From Wikipedia: “The NASDAQ listed company Geron has developed a telomerase activator TAT0002, which is the saponin cycloastragenol in Chinese herb Astragalus propinquus. Geron has granted a license to Telomerase Activation Sciences to sell TA-65, the telomerase activator agent also derived from astragalus. In October 2010 Intertek/AAC Labs, an ISO 17025 internationally recognized lab, found the largest component of TA-65 to be Cycloastragenol.”
Bio-identical Hormone Replacement Therapy (BHRT)
Age-related changes in hormones are specifically suggested by programmed theories as parts of a programmed aging mechanism. Many human hormones decrease with age and some increase with age. Enhancing concentrations of the former and interfering with the latter are obvious possibilities for an anti-aging treatment. However, hormone replacement (estrogen, testosterone, “steroids”) has been historically associated with significant adverse side-effects.
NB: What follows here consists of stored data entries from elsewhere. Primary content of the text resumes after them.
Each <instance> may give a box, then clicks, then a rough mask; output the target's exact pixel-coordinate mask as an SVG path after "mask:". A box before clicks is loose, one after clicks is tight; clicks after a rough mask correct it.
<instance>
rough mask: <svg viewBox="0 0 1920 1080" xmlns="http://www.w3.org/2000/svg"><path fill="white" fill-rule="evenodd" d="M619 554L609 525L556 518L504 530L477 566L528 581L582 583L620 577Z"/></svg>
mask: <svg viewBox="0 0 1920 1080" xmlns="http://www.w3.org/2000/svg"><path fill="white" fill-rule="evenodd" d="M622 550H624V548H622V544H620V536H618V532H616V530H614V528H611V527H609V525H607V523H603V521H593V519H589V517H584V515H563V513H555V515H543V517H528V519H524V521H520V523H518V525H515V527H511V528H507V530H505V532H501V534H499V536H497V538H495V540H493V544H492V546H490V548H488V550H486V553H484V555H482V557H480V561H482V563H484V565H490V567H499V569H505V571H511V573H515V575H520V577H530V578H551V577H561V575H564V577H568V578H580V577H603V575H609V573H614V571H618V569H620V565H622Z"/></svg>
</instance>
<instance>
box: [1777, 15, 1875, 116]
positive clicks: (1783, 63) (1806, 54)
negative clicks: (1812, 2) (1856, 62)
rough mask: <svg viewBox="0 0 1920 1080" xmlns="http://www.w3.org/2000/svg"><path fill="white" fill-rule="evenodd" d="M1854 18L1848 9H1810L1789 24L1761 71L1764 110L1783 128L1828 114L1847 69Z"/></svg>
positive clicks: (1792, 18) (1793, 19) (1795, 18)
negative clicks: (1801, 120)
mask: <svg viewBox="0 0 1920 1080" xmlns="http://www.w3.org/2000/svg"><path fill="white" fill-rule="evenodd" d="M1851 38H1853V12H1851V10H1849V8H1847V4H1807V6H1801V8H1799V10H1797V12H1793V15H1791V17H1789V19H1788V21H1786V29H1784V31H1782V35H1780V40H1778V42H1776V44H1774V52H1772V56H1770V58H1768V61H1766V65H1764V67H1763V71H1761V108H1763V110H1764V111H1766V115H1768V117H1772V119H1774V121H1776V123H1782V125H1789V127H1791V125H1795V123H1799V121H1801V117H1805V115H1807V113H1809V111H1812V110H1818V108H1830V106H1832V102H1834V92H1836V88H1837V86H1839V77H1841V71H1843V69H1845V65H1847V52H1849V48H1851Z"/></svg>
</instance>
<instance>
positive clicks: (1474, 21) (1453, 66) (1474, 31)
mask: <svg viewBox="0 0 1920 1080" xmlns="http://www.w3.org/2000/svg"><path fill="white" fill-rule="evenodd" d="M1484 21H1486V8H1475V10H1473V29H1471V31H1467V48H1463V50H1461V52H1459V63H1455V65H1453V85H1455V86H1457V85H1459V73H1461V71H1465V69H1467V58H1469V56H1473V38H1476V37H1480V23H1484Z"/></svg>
BHRT practitioners suggest that this problem has been reduced or eliminated by using a different “bio-identical” form of the hormone(s) and using reduced dosage relative to the earlier treatments.
The thousands of prescription drugs are tested and certified for use in treating a particular disease or condition. However, a physician can prescribe most prescription drugs “off book” for other uses. In addition there are thousands of over-the-counter non-prescription drugs thought to be beneficial in treating some disease or condition as well as thousands of foods and substances sold by vitamin and health food stores also thought to have beneficial effects. Evidence of effectiveness such as double-blind clinical trials is usually less available on the non-prescription substances.
Programmed aging theories suggest that aging is substantially the result of a biological mechanism and therefore that agents can be found that affect this mechanism just as they can be found for treating the disease and condition-specific mechanisms. As programmed aging theories become more popular we can expect to see many substances suspected of having anti-aging properties. Because it is progressively harder to establish cause and effect for anti-aging agents in longer-lived organisms such as humans a lot of the evidence will be coming from experiments with shorter-lived organisms such a mice (~2 years), some short-lived fish species (weeks), even worms and flies that may or may not be directly applicable to humans. Agents can also be evaluated by measuring their effect on senescence indicators such as telomere length, hormone levels, etc. A difficulty with this approach is that the indicator might be a symptom of aging as opposed to a cause of aging.
Non-programmed “damage” theories suggest that anti-damage agents such as anti-oxidants or anti-inflammatory agents might be effective.
The US National Institutes of Health (NIH) National Institute on Aging (NIA) is operating a search for anti-aging agents that they call the Interventions Testing Program. Oral agents are tested in mice and evaluated for effects on lifespan. This program can only evaluate a few agents per year and does not deal with injected agents or experiments that require special handling such as exercise regimens.
Human testing in elderly subjects might provide relatively rapid results depending on the nature of the aging mechanism. For example if aging is reversible, such testing may provide measurable results in a short period.
Suspected anti-aging agents include: rapamycin, metformin, resveratrol, vitamin D3, Cycloastragenol, and deprenyl.
Because some suspected anti-aging agents apparently have few side-effects large scale human trials are possible.